Der Textentwurf stellt auch sicher, dass die Verfassung nach ihrem Inkrafttreten verändert werden kann. In diesem Punkt sieht der Konventsentwurf vor, dass künftige Verfassungsreformen durch einen neu einberufenen Konvent erarbeitet werden müssen, die dann von allen Mitgliedsstaaten zu ratifiziert sind. Sollten hierbei Schwierigkeiten auftreten und nach einer Frist von zwei Jahren nur vier Fünftel der Mitgliedsstaaten die Änderungen unterzeichnet haben, wird der Europäische Rat mit dieser Frage befasst.

Mit Hilfe einer Flexibilitätsklausel kann die Union in den in Teil III festgelegten Politikbereichen ohne erforderliche Befugnis tätig werden, um eines der Ziele der Verfassung zu verwirklichen. Allerdings bedarf es dazu in Zukunft der Zustimmung des Europäischen Parlaments.

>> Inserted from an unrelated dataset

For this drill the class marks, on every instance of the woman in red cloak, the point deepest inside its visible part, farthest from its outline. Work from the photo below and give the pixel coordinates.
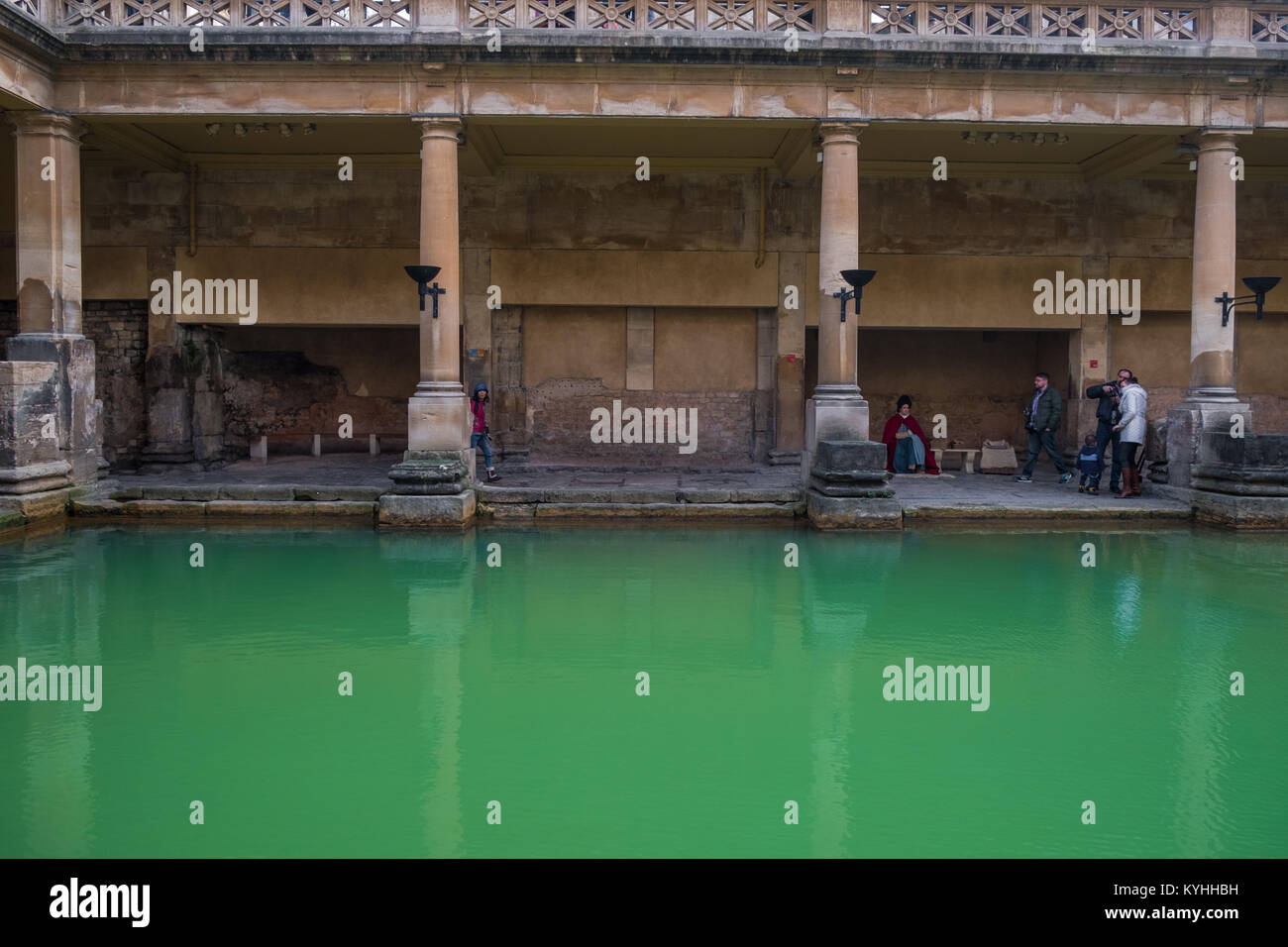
(907, 446)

Historisch darf nicht übersehen werden, dass das Recht auf Austritt nun durch eine Austrittklausel in der Verfassung festgeschrieben wurde.

III. Vom Entwurf zur Realisierung

Bevor die Verfassung für die Bürger und Staaten der EU Geltung erlangt, muss sie noch eine Reihe von Etappen überstehen.

Der Konventspräsident, Valéry GISCARD D`ESTAING, übergab zunächst das Dokument am 18. Juli 2003 an die italienische Regierung, die derzeit die Ratpräsidentschaft der EU innehat.

Eine endgültige Entscheidung über den EU-Verfassungsentwurf wird die Regierungskonferenz am 4. Oktober diesen Jahres in Rom treffen. Im Rahmen dieser Arbeit sollte der Konventsentwurf als verbindliche Grundlage anerkannt und das Gesamtpaket nicht mehr aufgeschnürt werden.

Besonders wichtig ist der Italienischen Ratspräsidentschaft bei der Unterzeichnung der Verfassung die symbolträchtige Erinnerung an die Römischen Verträge von 1957. Daher ist geplant, die Unterzeichnung des Verfassungsvertrages auf dem Kapitol in Rom vorzunehmen, selbst, wenn die Ratspräsidentschaft im fraglichen Zeitraum (zwischen 1. Mai und Europawahl) dann schon wieder an die Iren übergegangen sein wird.

Anschließend soll der Verfassungsvertrag von allen 25 Mitgliedsstaaten ratifiziert werden. In Kraft treten dürfte die europäische Verfassung frühestens 2006.